Officials, including President Giorgio Napolitano, hit out at the inadequate measures taken against natural disasters and the flouting of regulations on building in danger zones, saying the tragedy was totally predictable.

Napolitano called for investment in "a serious security plan, instead of monumental works," in reference to the 6.1 billion euro (8.5 billion dollar) bridge across the Straits of Messina due to start building next year.

Massimo Veltri, head of the Italian hydraulic engineering society, said that "in Italy people build anywhere, without regard for European standards."

"We must have a special plan for land protection and management, because rain, even intense, should not be causing dozens of victims in a short time," he added, quoted by the ANSA news agency.

According to the civil and environmental protection agency, 70 percent of Italian communities are threatened by water damage, enhanced by abuses, deforestation and unplanned building.

"Once more Italians are paying a high price for negligence and abuses in the building industry which has covered large areas of the country with concrete in an uncontrolled manner, especially in the south," an official of the opposition Democratic Party said.

The press also weighed in Saturday, with Corriere della Sera publishing a catalogue of environmental disasters caused by irresponsible actions.

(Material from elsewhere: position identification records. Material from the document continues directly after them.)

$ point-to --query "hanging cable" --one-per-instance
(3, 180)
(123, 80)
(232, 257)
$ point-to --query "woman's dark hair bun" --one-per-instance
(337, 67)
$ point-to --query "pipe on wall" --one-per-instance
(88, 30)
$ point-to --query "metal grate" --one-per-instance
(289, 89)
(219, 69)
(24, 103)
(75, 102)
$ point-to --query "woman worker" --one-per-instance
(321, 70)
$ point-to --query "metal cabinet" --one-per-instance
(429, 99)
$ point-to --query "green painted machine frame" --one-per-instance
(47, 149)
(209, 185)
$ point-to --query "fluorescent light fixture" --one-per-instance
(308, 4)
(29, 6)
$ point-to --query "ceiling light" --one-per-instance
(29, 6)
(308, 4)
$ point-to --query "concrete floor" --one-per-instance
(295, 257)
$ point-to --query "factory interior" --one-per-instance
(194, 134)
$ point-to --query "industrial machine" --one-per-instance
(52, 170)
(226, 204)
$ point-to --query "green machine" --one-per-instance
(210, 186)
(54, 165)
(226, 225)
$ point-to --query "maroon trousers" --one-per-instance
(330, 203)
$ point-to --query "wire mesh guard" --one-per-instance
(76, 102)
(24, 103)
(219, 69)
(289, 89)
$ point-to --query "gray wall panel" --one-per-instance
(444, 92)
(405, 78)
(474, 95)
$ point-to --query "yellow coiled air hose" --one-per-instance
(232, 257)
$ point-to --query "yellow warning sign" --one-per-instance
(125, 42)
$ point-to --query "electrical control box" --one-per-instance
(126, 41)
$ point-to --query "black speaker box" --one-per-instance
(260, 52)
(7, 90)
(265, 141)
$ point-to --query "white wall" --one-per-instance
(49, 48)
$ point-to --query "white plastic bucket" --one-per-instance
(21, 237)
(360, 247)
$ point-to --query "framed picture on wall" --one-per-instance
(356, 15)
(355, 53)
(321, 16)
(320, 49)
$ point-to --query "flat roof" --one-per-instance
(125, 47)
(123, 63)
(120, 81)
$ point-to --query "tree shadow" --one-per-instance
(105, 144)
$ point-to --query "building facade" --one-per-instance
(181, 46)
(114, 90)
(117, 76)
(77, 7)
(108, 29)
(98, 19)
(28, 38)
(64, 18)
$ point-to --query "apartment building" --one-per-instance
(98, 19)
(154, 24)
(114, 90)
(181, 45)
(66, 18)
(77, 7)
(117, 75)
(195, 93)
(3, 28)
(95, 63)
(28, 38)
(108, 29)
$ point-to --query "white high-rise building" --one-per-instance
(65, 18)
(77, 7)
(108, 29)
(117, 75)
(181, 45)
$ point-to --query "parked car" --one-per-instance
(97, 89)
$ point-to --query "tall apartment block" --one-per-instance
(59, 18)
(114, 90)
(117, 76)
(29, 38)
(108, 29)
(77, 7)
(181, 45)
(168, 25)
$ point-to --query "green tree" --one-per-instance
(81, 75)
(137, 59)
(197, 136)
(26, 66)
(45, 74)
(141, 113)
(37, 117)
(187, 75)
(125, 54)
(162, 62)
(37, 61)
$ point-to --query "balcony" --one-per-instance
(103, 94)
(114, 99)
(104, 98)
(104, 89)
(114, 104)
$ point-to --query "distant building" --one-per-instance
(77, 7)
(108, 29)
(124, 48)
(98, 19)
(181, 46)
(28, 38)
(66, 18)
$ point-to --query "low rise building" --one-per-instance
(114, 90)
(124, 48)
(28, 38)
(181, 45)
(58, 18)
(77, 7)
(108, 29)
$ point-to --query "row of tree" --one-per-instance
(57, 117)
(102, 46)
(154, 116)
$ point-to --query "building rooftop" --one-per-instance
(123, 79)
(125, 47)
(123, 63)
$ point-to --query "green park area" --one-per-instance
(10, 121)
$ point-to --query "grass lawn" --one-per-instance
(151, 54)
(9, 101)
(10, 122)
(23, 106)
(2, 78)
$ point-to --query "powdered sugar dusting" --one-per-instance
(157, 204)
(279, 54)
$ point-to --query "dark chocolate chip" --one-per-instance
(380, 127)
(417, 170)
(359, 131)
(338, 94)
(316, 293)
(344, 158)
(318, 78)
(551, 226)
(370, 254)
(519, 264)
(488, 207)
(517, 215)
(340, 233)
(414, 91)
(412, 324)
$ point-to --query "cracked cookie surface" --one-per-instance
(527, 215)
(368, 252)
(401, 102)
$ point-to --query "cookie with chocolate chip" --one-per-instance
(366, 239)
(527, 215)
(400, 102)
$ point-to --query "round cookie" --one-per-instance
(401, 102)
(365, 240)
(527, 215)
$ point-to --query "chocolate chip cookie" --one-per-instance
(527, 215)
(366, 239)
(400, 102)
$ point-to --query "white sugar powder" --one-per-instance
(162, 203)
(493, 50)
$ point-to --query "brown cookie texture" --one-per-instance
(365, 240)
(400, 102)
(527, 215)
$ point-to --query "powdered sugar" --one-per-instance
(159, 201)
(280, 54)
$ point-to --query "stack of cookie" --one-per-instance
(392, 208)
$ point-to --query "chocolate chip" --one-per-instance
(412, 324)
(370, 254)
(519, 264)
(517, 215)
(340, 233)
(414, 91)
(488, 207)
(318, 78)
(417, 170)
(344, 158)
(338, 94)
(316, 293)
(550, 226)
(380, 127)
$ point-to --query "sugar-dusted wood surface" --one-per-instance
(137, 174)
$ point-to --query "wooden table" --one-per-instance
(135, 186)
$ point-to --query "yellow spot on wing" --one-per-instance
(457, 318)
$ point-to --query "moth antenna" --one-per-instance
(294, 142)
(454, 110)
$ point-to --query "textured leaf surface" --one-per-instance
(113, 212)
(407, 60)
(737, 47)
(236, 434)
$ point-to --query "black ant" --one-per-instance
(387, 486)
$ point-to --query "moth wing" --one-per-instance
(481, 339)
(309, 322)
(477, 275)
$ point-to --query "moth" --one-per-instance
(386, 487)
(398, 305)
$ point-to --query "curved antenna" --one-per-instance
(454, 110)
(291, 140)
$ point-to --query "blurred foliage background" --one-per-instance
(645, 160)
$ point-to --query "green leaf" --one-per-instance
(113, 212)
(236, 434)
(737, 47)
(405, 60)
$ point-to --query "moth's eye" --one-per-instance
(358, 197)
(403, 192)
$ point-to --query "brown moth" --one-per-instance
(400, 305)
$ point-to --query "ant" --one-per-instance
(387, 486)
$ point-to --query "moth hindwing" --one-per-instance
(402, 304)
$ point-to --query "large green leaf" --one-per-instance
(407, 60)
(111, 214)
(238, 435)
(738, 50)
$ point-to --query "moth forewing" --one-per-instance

"It rains in the autumn, sometimes a lot," La Stampa observed. "If you build in a river bed, your house will very probably be swept away."

La Repubblica recalled that the area had been hit by similar mudslides in October 2007, adding, "Two years later, nothing has been done."

"The area is already very fragile, and we have seen total negligence, especially with the lack of drainage," Gian Vito Graziano, president of the regional association of geologists, said earlier.

Environmentalist Giulia Maria Mozzoni Crespi said: "Everything is down to negligence and a lack of concern for the environment."

Sicilian politicians "don't think about the landscape because they want to help their friends who want to build," said Mozzoni Crespi, head of the Italian Fund for the Environment.